The London papers today reported that a hotel in Addis Abba described in Waugh’s writings was badly damaged in a fire. See Daily Mail (“Fire guts Ethiopian hotel made famous by ‘Scoop'”). Similar stories appeared in the Daily Telegraph and Guardian. Now called the Hotel Itegue Taitu, in Waugh’s day it was the Imperial. This was the hotel where the press corps stayed in great discomfort, four to a room. It was thinly disguised as the “Splendide” in Waugh in Abyssinia and inspired the Hotel Liberty in Scoop.
This was not, however, contrary to the London press reports, where Waugh himself stayed while covering the war for the Daily Mail. As explained in William Deedes’ 2003 memoir, At War With Waugh (pp. 24-25), Waugh chose to stay in a less crowded billet. When Deedes arrived in Addis in 1935 to cover the looming war for the Morning Post, Waugh suggested that Deedes join him there. This was the Deutches Haus, called in Waugh’s novel Pension Dressler. Waugh dispatched at least one letter identifying the Deutches Haus as his address in Addis and in another told Penelope Betjeman to send him a Christmas pudding to that address (Letters, pp. 98, 102).

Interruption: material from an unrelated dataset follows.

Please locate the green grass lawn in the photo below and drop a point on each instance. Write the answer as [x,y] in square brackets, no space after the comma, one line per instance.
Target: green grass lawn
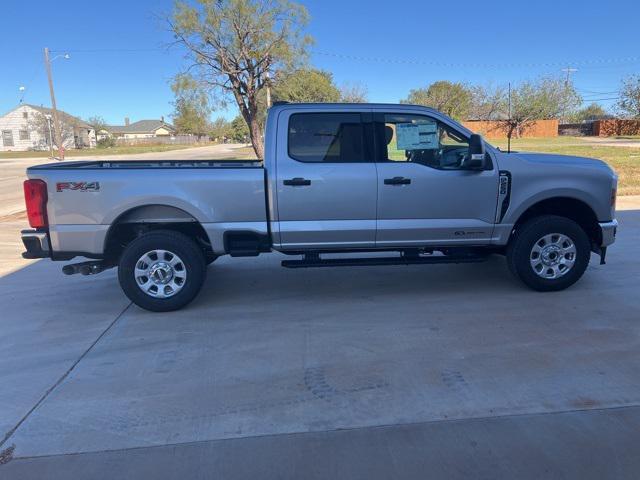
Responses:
[98,151]
[624,160]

Although William Boot in Scoop does stay in the Hotel Liberty before moving to the Pension Dressler, I find nothing in Waugh’s writings to suggest he himself followed that trail from the Imperial to the Deutches Haus. See Waugh in Abyssinia, pp. 66-72.
Deedes identifies the Taitu as the hotel favored by most of the press corps and written about by Waugh. This is in his memoir (p. 126) of a return journey he made to Addis in 2000. But Deedes does not claim to have himself stayed in the Taitu prior to moving into the Deutches Haus with Waugh. Nor does he say whether he sought out the Deutches Haus in 2000 to see whether it, like the Taitu, was still functioning.
Thanks to EWS member R.M.Davis for a link to this story.